I have discovered that integrating the truth of climate change into my decisions as a parent is empowering, liberating and even joyous. It means prioritizing things like time in nature and family time over material goods or scheduled, extra-curricular activities. It means living more simply, which has provided us with that thing we all crave more of these days: time. It means cultivating a deep sense of community and turning myself into a solution-maker.
Perhaps most significantly, it means that when I now think about climate change and look at my children, while I still experience a pang of fear, I also experience a stronger sense of hope, inspiration and agency. Instead of feeling like a prisoner on a vehicle rapidly progressing towards doomsday, I’ve taken the wheel, or at least a part of it. More than anything, I hope to give that sense of power to my children, the knowledge that we truly shape the world we live in and that we can do so from a place of love and celebration.
As I embark on this route as a parent, I’ve found myself longing to engage with others on the topic. I want conversation. I want a community of parents and grandparents and teachers and caregivers who collectively hold this challenge and thoughtfully consider it together. I bring to the topic my experiences as an early-childhood educator, a psychotherapist, a parent and a climate activist, but this combines into one particular lens. I long to hear from others, to collaborate and empower each other.
From this longing comes Generation on the Edge. I’ve organized the site into the several key areas of focus that have risen to the top as I’ve thought about, researched and engaged with the topic in my daily life. Each area is presented in blog format, with new writings and resources frequently added. I’ve also launched a facebook group where anyone involved in the act of caring for children today is invited to share reflections, ideas, experiences and questions.

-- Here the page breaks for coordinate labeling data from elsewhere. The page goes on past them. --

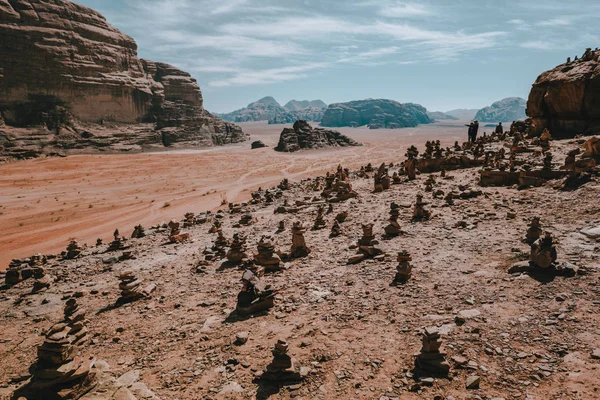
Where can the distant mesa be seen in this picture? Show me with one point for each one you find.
(258, 145)
(268, 109)
(566, 99)
(440, 116)
(506, 110)
(375, 113)
(463, 113)
(304, 136)
(63, 65)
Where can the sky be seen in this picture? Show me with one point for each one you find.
(443, 54)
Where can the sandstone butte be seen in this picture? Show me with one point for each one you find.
(566, 99)
(64, 66)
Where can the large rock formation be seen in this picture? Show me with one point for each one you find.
(268, 109)
(376, 113)
(566, 99)
(505, 110)
(304, 136)
(62, 62)
(440, 116)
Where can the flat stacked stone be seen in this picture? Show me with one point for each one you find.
(57, 369)
(420, 213)
(138, 232)
(404, 269)
(73, 250)
(431, 360)
(393, 229)
(130, 286)
(283, 367)
(237, 253)
(266, 255)
(534, 232)
(299, 247)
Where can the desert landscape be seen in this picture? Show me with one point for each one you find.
(46, 202)
(366, 249)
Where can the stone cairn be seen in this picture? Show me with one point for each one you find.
(534, 232)
(410, 165)
(175, 235)
(336, 230)
(130, 286)
(216, 227)
(119, 243)
(58, 370)
(342, 217)
(283, 367)
(281, 226)
(138, 232)
(431, 360)
(237, 253)
(543, 252)
(266, 255)
(320, 220)
(299, 247)
(42, 281)
(190, 220)
(366, 246)
(404, 269)
(382, 179)
(393, 229)
(429, 183)
(73, 250)
(420, 213)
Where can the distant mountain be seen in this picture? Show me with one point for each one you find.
(506, 110)
(261, 110)
(375, 113)
(463, 113)
(440, 116)
(268, 109)
(297, 105)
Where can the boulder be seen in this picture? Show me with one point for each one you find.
(304, 136)
(566, 99)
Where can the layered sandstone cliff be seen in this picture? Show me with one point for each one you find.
(58, 55)
(566, 99)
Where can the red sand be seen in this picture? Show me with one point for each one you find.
(46, 202)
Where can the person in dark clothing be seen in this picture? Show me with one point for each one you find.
(475, 130)
(470, 131)
(499, 129)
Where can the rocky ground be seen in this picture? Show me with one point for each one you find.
(523, 338)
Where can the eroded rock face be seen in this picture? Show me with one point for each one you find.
(376, 113)
(566, 99)
(304, 136)
(63, 61)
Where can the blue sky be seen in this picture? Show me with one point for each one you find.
(442, 54)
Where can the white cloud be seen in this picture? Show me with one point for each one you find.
(561, 21)
(405, 10)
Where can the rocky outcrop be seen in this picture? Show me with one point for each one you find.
(268, 109)
(304, 136)
(62, 63)
(440, 116)
(505, 110)
(299, 105)
(375, 113)
(566, 99)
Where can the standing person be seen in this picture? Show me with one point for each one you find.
(470, 132)
(475, 130)
(499, 129)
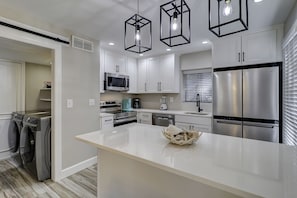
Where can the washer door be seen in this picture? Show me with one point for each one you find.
(27, 145)
(15, 128)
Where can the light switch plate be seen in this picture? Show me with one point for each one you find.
(69, 103)
(91, 102)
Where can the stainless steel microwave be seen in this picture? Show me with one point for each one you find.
(116, 82)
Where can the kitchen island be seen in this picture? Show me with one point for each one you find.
(135, 160)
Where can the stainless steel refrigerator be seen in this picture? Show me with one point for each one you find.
(246, 101)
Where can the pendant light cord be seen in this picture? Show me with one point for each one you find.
(138, 7)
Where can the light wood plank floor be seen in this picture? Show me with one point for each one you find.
(15, 182)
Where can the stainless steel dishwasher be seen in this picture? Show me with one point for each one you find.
(162, 119)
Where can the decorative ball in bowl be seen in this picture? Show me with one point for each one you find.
(181, 136)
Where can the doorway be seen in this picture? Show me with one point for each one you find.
(56, 104)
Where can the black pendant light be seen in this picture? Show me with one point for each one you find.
(175, 23)
(227, 16)
(138, 33)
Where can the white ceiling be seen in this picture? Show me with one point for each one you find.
(104, 19)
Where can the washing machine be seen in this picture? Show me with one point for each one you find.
(35, 145)
(15, 128)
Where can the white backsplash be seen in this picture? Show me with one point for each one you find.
(152, 101)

I hope you will join us. Whether it’s five minutes a day, an occasional glimpse at the site, or a deep dive into the material and conversations offered, I hope you find the same kind of empowerment, inspiration and joy on this path that I have found. May we unite in the recognition that we truly do have a choice, if we take the opportunity provided in this moment, in this window where change is still possible, in which we still have the chance to reclaim the future for our children. It turns out that best preparing our children for that future, claiming a meaningful, joyful family life in the present and making the choices and taking the actions needed to ensure our children have a livable future are actually one and the same. This delightful fact can deliver us from terrified paralysis around climate change into powerful, creative action. Join us!
A bit about me
I’m Johannah Blackman – mother, aunt, former early childhood educator and longtime advocate for action addressing climate change. I hold a Bachelors degree in Philosophy and a Masters Degree in counseling psychology. I am a founding member of A Climate to Thrive, a grassroots, nonprofit organization focused on local, community-based solutions to climate change. In former careers, I worked as a curriculum developer and teacher in early childhood education and ran theater programs for adolescents. I also hold extensive experience teaching yoga and mindfulness. I currently reflect on daily life in this extraordinary moment at my essay-based site, Considered Days.
In my work with Generation on the Edge, I combine my experience in education, counseling psychology and what I have learned through my work as a climate activist and solution-seeker with research and on-the-ground learning in my daily life as a mother.